One of the staple plays in the Saints offense involves multiple WRs running vertical clear-out routes to one side of the formation as a tight end leaks across the field on a shallow drag into the vacated space. Watson has been doing this for essentially his entire tenure in New Orleans. I actually wrote about this many moons ago, back when we were excited about the unlimited potential of the Joe Lombardi offense and I hadn't learned how to create GIFs. Suffice to say this concept never really appeared as part of the Lions offense, but nothing's changed for Brees and Co.
One of Watson's best traits is his ability to find and sit down in gaps in coverage. Watch the routes of the two inside receivers in the trips at the top of the image.
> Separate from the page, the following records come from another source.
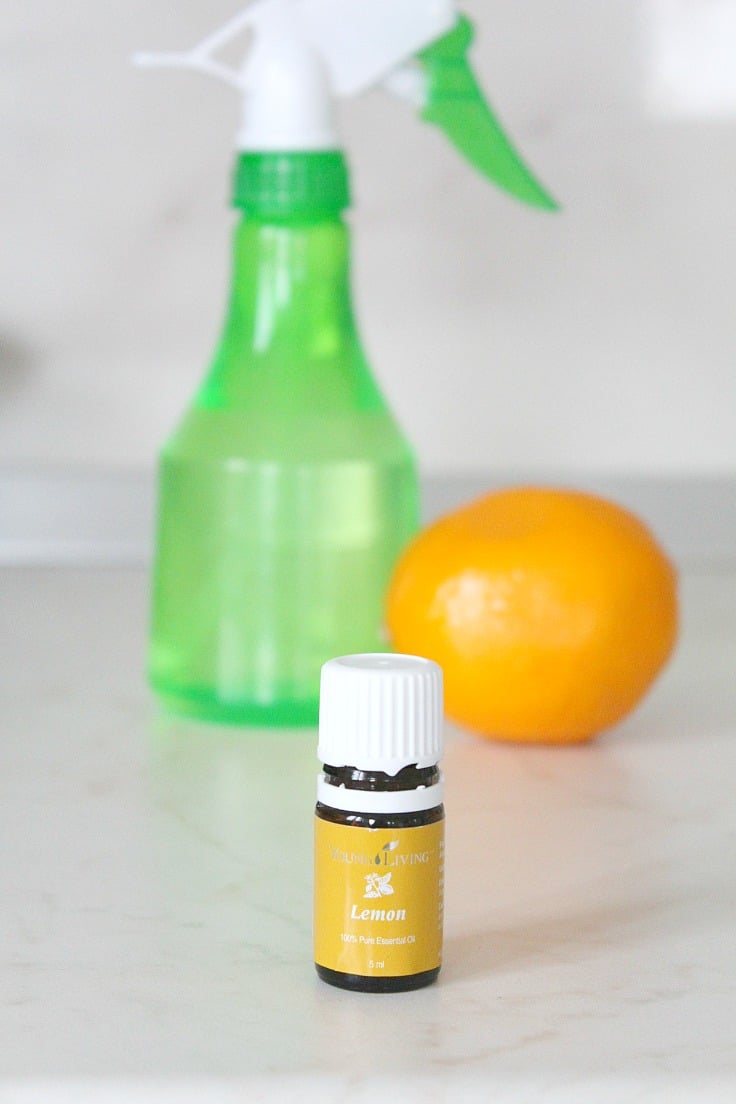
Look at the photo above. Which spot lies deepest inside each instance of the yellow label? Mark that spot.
(379, 899)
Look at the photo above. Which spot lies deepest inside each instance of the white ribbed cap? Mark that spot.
(381, 712)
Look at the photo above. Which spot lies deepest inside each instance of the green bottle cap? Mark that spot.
(286, 184)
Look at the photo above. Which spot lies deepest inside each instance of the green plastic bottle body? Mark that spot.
(285, 495)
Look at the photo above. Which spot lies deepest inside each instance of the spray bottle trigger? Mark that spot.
(456, 104)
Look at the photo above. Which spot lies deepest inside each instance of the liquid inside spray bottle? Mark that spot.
(288, 490)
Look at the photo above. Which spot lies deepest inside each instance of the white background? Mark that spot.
(601, 339)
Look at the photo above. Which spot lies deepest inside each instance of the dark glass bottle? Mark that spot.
(379, 855)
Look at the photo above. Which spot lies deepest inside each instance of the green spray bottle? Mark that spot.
(288, 490)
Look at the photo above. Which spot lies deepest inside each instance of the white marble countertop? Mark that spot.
(156, 900)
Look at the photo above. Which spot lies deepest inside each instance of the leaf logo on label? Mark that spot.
(377, 885)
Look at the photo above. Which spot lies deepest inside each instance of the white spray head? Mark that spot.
(304, 54)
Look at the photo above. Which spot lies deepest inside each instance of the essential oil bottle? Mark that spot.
(380, 824)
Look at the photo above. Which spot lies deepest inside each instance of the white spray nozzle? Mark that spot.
(305, 53)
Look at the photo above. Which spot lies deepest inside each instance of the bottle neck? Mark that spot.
(411, 789)
(290, 287)
(289, 339)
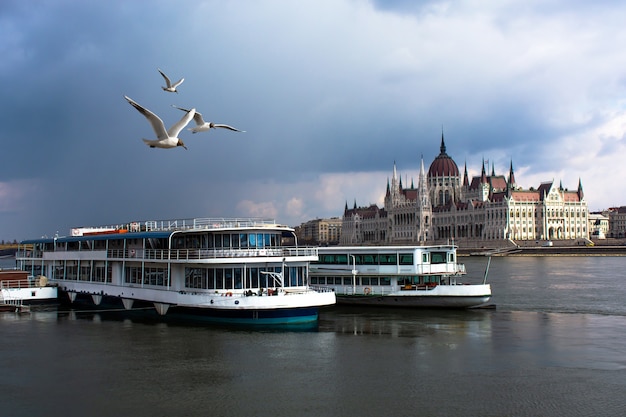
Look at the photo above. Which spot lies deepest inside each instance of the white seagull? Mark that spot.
(170, 87)
(202, 126)
(165, 138)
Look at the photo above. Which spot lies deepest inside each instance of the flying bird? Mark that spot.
(165, 138)
(202, 126)
(170, 87)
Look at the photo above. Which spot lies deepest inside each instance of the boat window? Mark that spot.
(238, 281)
(406, 259)
(367, 260)
(219, 279)
(228, 278)
(438, 257)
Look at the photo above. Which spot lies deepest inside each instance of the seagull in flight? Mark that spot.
(170, 87)
(202, 126)
(165, 138)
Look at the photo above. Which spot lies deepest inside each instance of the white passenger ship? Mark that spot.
(400, 276)
(17, 289)
(224, 270)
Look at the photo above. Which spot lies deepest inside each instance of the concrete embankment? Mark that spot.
(548, 251)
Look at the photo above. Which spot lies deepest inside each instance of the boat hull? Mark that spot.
(30, 295)
(442, 296)
(414, 301)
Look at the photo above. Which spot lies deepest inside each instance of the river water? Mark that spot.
(555, 345)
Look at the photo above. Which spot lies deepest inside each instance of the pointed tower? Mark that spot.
(484, 184)
(581, 194)
(512, 184)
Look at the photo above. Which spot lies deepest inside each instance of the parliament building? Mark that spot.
(449, 206)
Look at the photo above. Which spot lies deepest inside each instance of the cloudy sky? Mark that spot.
(330, 93)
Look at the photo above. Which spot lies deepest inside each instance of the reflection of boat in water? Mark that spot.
(403, 322)
(398, 276)
(18, 289)
(221, 270)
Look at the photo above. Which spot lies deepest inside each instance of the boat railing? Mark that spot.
(203, 223)
(196, 254)
(19, 283)
(445, 268)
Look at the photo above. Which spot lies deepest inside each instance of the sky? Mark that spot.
(331, 93)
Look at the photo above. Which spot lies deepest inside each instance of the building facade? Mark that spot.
(320, 231)
(447, 205)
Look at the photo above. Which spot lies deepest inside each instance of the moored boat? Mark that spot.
(17, 289)
(397, 276)
(238, 271)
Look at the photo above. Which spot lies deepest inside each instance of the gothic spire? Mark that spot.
(465, 178)
(581, 194)
(483, 174)
(511, 176)
(442, 148)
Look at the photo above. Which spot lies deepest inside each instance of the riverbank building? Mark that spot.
(446, 205)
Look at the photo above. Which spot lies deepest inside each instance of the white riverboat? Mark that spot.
(399, 276)
(223, 270)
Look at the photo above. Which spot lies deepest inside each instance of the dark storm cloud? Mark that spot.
(330, 94)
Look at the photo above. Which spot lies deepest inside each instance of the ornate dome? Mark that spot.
(443, 165)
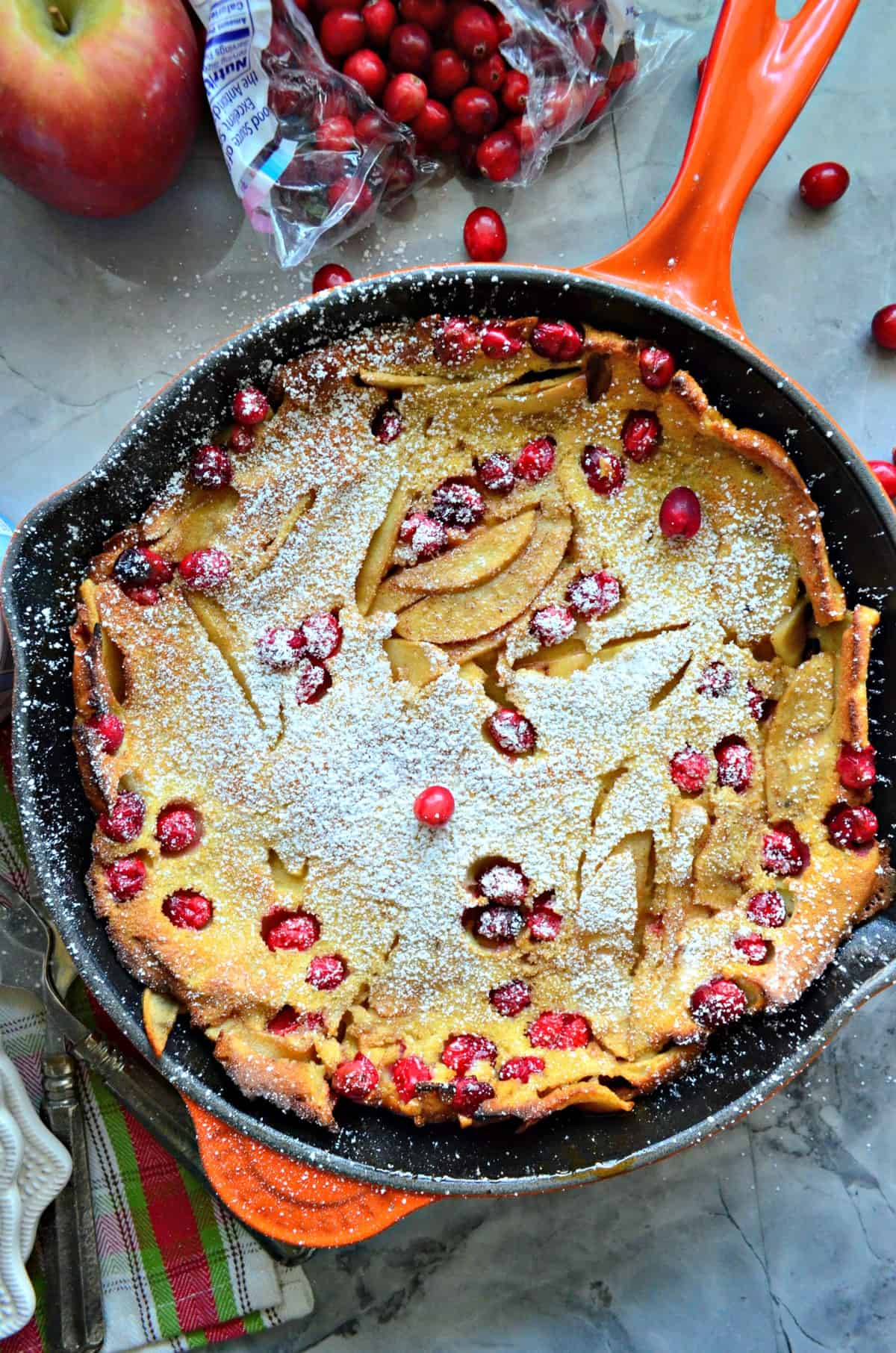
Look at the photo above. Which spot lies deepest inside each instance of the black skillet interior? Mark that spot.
(49, 556)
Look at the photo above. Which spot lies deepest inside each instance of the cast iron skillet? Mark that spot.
(671, 286)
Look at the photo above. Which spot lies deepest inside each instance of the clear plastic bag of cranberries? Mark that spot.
(329, 111)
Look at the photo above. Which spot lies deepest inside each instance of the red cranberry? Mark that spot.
(511, 998)
(289, 1021)
(126, 877)
(784, 851)
(593, 596)
(470, 1094)
(448, 73)
(178, 828)
(110, 733)
(604, 471)
(824, 184)
(718, 1001)
(458, 503)
(456, 341)
(505, 885)
(462, 1051)
(241, 441)
(408, 1072)
(356, 1079)
(689, 770)
(426, 536)
(187, 911)
(311, 681)
(341, 31)
(886, 474)
(126, 819)
(435, 806)
(498, 341)
(476, 113)
(641, 435)
(326, 971)
(203, 570)
(657, 367)
(852, 826)
(768, 909)
(251, 406)
(521, 1068)
(379, 18)
(516, 88)
(544, 924)
(485, 236)
(386, 424)
(405, 96)
(553, 626)
(558, 340)
(679, 516)
(336, 134)
(536, 460)
(511, 733)
(496, 474)
(884, 326)
(474, 31)
(290, 930)
(856, 766)
(734, 765)
(368, 69)
(432, 123)
(497, 924)
(558, 1030)
(411, 48)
The innermost WR has an outside release to the numbers before turning upfield, pulling the nickel defender outside with him. Simultaneously, the middle WR runs a deeper drag than Watson, and the MLB rides him across before passing him off the next zone. As Watson hits the right hash, defenders on either side of him are being pulled in opposite directions. You can see the window opening as Brees delivers the ball. Everything is timed perfectly, and the first down is pretty much a foregone conclusion. The Saints love this play. Occasionally, they don't even have to worry about the timing.
With the Saints facing a third-and-10 here, they dial up a similar look. The middle linebacker turns his hips and bails deep to the trips side at the snap, and the deep post from the inside WR freezes the defender lined up over Watson. The result is an open pasture for the tight end, who sits down in the middle, makes the catch, and picks up an easy 15 yards to keep the chains moving.
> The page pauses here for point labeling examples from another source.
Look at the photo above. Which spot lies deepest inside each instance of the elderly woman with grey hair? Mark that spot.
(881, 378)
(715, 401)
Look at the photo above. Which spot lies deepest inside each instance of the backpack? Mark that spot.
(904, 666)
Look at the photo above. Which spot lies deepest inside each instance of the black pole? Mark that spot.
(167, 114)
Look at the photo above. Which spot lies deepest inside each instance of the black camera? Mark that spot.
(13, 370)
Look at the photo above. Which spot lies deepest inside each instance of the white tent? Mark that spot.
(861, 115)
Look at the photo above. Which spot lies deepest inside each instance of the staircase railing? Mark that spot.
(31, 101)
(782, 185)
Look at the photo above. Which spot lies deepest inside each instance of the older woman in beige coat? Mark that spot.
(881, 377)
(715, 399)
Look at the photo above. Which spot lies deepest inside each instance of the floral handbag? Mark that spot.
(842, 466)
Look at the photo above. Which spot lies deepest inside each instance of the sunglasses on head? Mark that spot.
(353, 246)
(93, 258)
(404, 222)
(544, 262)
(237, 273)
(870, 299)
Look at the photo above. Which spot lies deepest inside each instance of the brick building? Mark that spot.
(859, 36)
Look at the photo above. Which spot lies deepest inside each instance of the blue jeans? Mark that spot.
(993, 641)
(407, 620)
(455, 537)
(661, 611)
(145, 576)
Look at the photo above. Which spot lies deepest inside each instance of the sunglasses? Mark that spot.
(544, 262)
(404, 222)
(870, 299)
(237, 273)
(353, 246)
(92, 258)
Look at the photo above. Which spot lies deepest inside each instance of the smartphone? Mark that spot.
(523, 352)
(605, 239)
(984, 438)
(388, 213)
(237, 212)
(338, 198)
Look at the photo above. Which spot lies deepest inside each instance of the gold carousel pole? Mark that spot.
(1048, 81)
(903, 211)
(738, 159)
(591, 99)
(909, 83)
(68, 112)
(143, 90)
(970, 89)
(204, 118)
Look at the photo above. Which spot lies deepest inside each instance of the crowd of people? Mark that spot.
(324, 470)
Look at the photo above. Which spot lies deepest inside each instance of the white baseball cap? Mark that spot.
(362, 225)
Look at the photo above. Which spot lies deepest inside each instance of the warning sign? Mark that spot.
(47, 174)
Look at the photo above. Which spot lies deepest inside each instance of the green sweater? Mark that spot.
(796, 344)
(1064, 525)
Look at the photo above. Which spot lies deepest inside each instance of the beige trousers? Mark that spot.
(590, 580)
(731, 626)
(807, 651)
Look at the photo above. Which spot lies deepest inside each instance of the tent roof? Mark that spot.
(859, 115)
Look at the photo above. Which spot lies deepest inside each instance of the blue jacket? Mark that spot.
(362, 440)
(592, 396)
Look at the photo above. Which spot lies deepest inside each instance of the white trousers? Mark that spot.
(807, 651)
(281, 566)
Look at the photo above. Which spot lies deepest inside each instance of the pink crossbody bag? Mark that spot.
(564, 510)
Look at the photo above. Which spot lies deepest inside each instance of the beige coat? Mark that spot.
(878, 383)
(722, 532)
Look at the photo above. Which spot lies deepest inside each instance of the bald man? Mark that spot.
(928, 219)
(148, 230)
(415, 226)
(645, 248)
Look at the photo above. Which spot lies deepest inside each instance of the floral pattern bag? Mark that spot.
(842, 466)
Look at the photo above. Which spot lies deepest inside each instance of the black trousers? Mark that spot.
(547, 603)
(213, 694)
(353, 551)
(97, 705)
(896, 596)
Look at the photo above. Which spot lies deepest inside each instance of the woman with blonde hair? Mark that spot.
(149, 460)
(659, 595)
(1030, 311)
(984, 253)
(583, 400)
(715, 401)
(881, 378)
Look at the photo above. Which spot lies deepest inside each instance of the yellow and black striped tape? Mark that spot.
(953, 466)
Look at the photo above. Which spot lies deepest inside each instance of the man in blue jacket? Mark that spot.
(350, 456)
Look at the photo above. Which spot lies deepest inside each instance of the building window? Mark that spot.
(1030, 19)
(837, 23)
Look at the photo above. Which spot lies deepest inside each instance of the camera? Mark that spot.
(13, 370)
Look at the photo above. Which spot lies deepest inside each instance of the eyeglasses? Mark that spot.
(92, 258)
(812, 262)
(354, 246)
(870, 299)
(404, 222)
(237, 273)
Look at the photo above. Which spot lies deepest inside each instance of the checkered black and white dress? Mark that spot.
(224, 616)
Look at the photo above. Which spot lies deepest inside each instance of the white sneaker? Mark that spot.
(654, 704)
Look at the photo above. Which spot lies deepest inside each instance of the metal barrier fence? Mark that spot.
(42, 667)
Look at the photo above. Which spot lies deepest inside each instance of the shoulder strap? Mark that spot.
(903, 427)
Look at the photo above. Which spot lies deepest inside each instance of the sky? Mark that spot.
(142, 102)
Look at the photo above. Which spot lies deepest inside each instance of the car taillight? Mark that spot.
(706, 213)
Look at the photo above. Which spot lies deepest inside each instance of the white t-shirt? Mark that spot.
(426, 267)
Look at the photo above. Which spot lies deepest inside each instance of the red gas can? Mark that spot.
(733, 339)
Of course, like I mentioned, the Saints have been running these plays to Watson for the entirety of his three-season tenure. The difference this year is that Watson has picked up additional responsibilities in the passing game following Graham's departure.
In that March 2014 piece, I talked about the Saints' use of Graham in "triangle" concepts with the stick route. (I also spent a lot of that series needlessly wondering who the Lions would use to fill the roles of Jed Collins and Lance Moore.) Graham may be gone, but those concepts are still very much a part of the Saints' passing game. Only the receivers have changed.
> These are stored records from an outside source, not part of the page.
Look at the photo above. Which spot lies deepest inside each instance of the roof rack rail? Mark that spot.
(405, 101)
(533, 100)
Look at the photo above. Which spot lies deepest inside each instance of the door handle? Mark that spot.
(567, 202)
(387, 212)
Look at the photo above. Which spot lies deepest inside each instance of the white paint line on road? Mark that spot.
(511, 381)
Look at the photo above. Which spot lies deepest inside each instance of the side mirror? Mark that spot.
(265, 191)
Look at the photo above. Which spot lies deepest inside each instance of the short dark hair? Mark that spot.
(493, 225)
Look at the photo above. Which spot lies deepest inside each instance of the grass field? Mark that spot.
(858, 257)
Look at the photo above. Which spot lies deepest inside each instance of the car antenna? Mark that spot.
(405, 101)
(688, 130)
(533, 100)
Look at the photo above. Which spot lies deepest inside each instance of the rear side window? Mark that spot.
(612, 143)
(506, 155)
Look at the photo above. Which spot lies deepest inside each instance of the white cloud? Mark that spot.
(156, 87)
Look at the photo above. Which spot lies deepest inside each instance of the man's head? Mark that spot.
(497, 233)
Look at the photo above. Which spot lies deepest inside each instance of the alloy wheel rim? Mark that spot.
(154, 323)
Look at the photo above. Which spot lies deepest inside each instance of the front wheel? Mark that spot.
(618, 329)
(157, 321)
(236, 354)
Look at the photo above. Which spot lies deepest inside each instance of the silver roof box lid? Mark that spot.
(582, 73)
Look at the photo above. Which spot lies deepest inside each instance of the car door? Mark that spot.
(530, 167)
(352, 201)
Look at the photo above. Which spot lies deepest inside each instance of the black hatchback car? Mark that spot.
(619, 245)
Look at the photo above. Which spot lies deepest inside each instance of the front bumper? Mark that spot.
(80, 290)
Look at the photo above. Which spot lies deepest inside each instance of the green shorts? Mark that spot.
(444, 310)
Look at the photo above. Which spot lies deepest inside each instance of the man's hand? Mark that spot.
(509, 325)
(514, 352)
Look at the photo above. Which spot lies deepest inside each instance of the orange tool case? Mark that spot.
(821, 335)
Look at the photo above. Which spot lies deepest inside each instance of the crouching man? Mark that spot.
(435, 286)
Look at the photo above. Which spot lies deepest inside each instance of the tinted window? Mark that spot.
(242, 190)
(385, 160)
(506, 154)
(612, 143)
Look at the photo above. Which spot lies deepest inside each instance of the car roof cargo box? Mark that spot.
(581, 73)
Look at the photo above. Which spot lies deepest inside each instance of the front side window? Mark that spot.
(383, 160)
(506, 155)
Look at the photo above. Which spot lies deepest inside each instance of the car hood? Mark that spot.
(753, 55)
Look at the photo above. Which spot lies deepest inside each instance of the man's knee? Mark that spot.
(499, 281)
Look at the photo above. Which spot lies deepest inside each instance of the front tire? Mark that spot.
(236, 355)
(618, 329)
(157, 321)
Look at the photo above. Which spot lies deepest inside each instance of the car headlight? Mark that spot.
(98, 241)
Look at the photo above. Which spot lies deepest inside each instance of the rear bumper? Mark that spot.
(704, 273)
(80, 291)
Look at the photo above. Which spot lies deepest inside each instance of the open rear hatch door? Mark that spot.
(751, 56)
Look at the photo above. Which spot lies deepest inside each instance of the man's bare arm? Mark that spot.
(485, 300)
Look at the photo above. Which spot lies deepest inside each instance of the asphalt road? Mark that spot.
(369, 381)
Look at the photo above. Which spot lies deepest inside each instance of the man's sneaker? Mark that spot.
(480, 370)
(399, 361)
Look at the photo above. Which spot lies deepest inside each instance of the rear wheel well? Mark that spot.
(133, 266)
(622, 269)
The Saints run infinite variations of this concept, but the result is always one man in the flat, another going vertical, and the five- to six-yard stick from the last. The stick is the primary read on a three-step drop. By this point in his career, Brees is pretty much automatic at this.
Watson has parlayed that role into some semblance of Graham's success as a vertical threat, as well:
The Saints are going to show a similar look here, only with Watson in the slot. Watson and the middle receiver both fake a move to their destinations in the triangle (stick and flat, respectively) before joining the outside WR in getting vertical. Watch Watson whip his head around as though he's expecting the ball off the three-step drop. He gets up the seam before the defender can recover, and Brees puts a dart on him for the touchdown.
I'd love to say Watson has found some fountain of youth or improved his game in some dramatic way, but his enhanced production is more about workload and necessity than anything. Someone has to catch the ball for New Orleans. Watson's already been targeted more this season than in the previous two combined. But give the man credit, he's made the most of those opportunities. He won't ever reach the lofty heights of peak Jimmy Graham, but very few players could. Watson isn't going to outrun linebackers or outjump defensive backs, but he's sound enough in his route-running and body positioning that he creates windows for Brees' passes. When you have a remarkably accurate Hall of Fame quarterback, that's more than enough.